Published in Midwest Flyer – April/May 2018 issue
WICHITA, KAN. – Textron Aviation has decided to discontinue production of the Cessna TTx due to lagging sales of the world’s fastest production piston single-engine fixed gear airplane. The aircraft started as a kitplane at Lancair, then through Columbia Aircraft, company founder Lance Neibauer, manufactured the Columbia 300 in 1998, and the Columbia 400 in 2000. Inefficient production, fierce competition, and an untimely hailstorm conspired to spell the end of Columbia, and Cessna bought the design less than a year after Columbia’s 2007 bankruptcy. Cessna then renamed the airplane first as the Corvalis TT, which logged a handful of sales for the first few years, a total of seven in 2010, the first year the General Aviation Manufacturers Association began publishing such data, none in 2011, then 21 in 2013, after Cessna changed the paint scheme and renamed the aircraft the TTX (later, the TTx).

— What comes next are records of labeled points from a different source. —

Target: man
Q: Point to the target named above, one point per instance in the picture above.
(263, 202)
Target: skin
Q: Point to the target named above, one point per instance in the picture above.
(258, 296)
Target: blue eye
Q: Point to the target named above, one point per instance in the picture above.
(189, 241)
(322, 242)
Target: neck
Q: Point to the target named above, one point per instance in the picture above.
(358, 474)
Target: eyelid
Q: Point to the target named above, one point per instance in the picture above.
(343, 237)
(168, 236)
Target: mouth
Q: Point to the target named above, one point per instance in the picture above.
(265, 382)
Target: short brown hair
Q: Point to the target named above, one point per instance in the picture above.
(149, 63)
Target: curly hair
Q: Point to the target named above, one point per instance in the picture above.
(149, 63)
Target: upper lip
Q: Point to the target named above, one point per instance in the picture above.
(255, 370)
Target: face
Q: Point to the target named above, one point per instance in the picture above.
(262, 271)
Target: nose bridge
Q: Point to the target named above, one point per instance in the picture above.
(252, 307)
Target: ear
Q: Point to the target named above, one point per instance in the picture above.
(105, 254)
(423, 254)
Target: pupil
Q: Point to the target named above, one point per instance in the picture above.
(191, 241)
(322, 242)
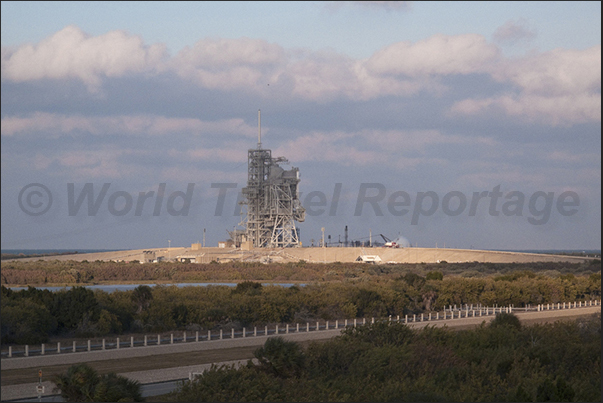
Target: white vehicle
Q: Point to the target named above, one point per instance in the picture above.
(399, 242)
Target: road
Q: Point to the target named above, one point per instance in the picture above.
(174, 361)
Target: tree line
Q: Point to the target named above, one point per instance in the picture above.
(388, 361)
(55, 272)
(33, 316)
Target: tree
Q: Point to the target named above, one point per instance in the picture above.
(81, 383)
(142, 297)
(26, 322)
(280, 358)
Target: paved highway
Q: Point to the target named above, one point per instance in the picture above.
(164, 375)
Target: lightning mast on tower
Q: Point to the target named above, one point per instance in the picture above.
(271, 198)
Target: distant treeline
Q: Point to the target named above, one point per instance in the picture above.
(32, 316)
(38, 273)
(389, 362)
(7, 256)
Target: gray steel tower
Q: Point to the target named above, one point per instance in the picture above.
(271, 200)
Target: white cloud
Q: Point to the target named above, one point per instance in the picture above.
(436, 55)
(70, 53)
(560, 87)
(513, 31)
(141, 125)
(229, 63)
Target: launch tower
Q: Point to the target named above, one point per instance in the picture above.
(271, 200)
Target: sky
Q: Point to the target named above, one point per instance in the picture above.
(453, 124)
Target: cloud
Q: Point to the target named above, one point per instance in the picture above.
(376, 5)
(513, 31)
(70, 53)
(437, 55)
(229, 64)
(560, 87)
(140, 125)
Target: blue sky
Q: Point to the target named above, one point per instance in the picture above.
(414, 96)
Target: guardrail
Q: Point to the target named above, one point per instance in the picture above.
(452, 312)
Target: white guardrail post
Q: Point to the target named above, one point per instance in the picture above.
(481, 311)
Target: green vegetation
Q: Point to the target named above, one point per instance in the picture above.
(46, 273)
(390, 362)
(82, 383)
(32, 316)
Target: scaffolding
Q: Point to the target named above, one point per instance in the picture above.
(271, 200)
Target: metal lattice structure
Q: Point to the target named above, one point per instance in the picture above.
(271, 200)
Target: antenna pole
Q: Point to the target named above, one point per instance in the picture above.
(259, 129)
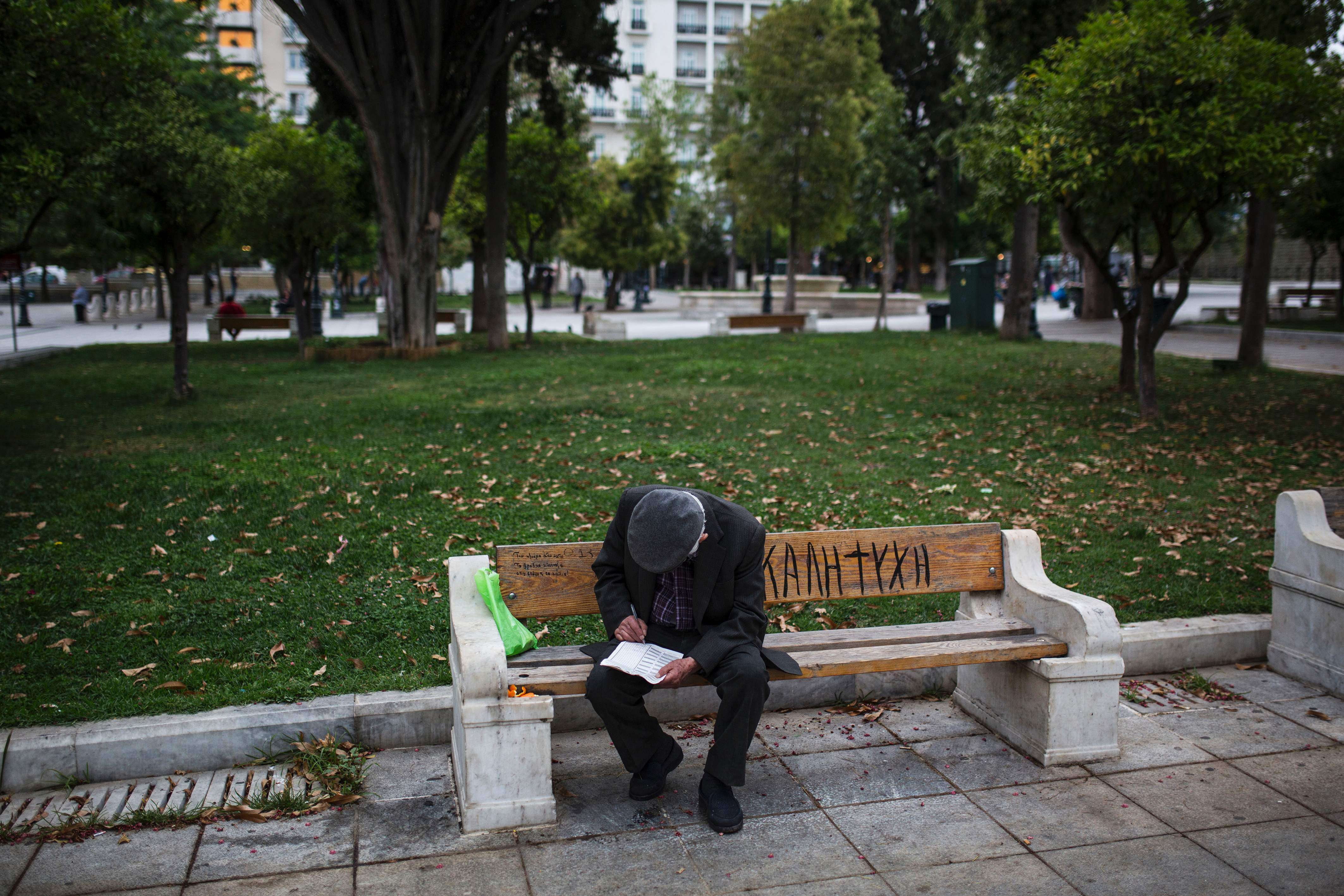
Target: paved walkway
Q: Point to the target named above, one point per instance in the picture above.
(54, 327)
(1218, 800)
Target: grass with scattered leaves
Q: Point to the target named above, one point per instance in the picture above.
(284, 535)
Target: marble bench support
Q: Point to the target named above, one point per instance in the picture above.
(1057, 710)
(502, 746)
(1307, 637)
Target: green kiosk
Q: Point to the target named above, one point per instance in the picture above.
(972, 293)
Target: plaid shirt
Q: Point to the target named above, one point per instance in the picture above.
(673, 597)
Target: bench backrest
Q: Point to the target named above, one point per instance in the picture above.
(767, 320)
(1334, 499)
(546, 581)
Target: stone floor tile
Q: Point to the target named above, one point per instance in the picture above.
(14, 859)
(644, 862)
(577, 754)
(771, 790)
(487, 874)
(412, 771)
(1150, 867)
(932, 831)
(1295, 857)
(1068, 813)
(597, 805)
(1298, 711)
(418, 827)
(1258, 686)
(816, 730)
(1007, 876)
(1145, 745)
(929, 721)
(1246, 733)
(1312, 777)
(1158, 694)
(869, 884)
(987, 762)
(843, 777)
(806, 847)
(326, 840)
(328, 882)
(151, 859)
(1210, 795)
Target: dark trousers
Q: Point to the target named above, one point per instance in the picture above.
(740, 679)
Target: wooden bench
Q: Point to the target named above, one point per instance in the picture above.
(455, 316)
(725, 324)
(1307, 582)
(217, 326)
(1038, 664)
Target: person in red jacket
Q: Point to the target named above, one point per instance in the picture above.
(229, 308)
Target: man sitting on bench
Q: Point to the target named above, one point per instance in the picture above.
(229, 308)
(683, 570)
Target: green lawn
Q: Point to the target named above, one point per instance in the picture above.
(328, 487)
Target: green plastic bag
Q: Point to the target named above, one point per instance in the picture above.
(515, 635)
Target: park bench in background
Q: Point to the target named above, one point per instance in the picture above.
(1041, 666)
(217, 326)
(725, 324)
(455, 316)
(1307, 636)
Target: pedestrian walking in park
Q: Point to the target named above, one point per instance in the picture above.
(577, 291)
(682, 570)
(81, 303)
(229, 308)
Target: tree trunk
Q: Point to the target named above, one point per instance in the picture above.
(527, 299)
(480, 300)
(1260, 256)
(1017, 324)
(913, 260)
(497, 213)
(1147, 346)
(300, 296)
(885, 280)
(179, 296)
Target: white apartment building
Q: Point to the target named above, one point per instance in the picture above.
(254, 35)
(667, 40)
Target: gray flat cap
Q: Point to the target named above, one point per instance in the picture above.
(664, 528)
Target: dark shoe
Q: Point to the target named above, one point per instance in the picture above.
(722, 808)
(650, 781)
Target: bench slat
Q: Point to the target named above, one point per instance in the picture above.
(828, 640)
(562, 680)
(547, 581)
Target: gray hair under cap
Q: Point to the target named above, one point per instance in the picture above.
(666, 528)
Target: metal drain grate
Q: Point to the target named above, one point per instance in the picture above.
(116, 801)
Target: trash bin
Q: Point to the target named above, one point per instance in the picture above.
(939, 315)
(972, 293)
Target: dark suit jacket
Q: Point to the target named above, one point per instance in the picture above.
(729, 596)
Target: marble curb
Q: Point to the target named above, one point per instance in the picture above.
(144, 746)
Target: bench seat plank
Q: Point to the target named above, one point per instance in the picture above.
(827, 640)
(845, 661)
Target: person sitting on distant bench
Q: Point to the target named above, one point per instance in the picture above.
(229, 308)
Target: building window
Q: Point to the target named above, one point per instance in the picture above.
(236, 38)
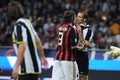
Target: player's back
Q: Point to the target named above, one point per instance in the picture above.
(66, 39)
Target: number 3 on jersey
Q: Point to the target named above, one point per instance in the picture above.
(60, 38)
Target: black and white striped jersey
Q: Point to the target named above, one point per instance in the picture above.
(87, 33)
(24, 32)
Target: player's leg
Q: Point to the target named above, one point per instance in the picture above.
(83, 77)
(28, 77)
(69, 69)
(57, 72)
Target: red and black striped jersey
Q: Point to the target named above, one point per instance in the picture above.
(66, 39)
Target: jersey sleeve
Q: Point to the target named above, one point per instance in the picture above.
(73, 40)
(89, 34)
(20, 34)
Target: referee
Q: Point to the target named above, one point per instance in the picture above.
(82, 55)
(26, 44)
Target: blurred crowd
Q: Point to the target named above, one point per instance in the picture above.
(46, 16)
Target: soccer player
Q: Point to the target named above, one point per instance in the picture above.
(65, 67)
(82, 55)
(26, 44)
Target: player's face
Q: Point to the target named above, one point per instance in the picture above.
(75, 18)
(80, 17)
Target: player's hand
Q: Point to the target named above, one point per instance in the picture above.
(44, 63)
(77, 47)
(15, 73)
(114, 54)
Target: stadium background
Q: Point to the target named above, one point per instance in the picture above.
(46, 16)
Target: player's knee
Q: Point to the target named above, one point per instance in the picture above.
(83, 77)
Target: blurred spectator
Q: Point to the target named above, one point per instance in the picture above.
(104, 17)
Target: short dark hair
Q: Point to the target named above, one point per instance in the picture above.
(85, 15)
(69, 16)
(15, 10)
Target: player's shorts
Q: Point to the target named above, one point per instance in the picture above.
(82, 62)
(65, 70)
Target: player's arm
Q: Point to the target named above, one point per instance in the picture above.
(21, 45)
(88, 37)
(21, 50)
(40, 50)
(80, 35)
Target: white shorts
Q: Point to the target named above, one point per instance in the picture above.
(65, 70)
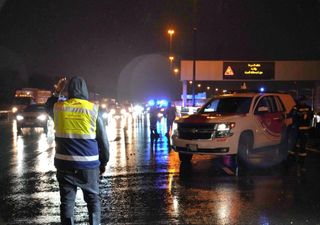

Annual shipments reached their peak in 2015, with 44 TTx models shipped, according to GAMA data. That was 16 percent of all Cessna piston airplanes sold that year including all four piston models still in production then. By 2017, TTx sales slipped to 23 units, just under 10 percent of all Cessna piston sales, and a fraction of the 355 piston singles (SR20, SR22, and SR22T models) sold by Cirrus last year. Even the Beechcraft Bonanza (13 G36 Bonanzas sold in 2017) was starting to catch up, at least in terms of revenue. Textron meanwhile sold 129 Cessna Skyhawks, 46 Skylanes, and 40 Turbo Stationairs in 2017 – sales figures that reflect relatively steady performance for piston models, all designed decades before the TTx was even a Columbia 400.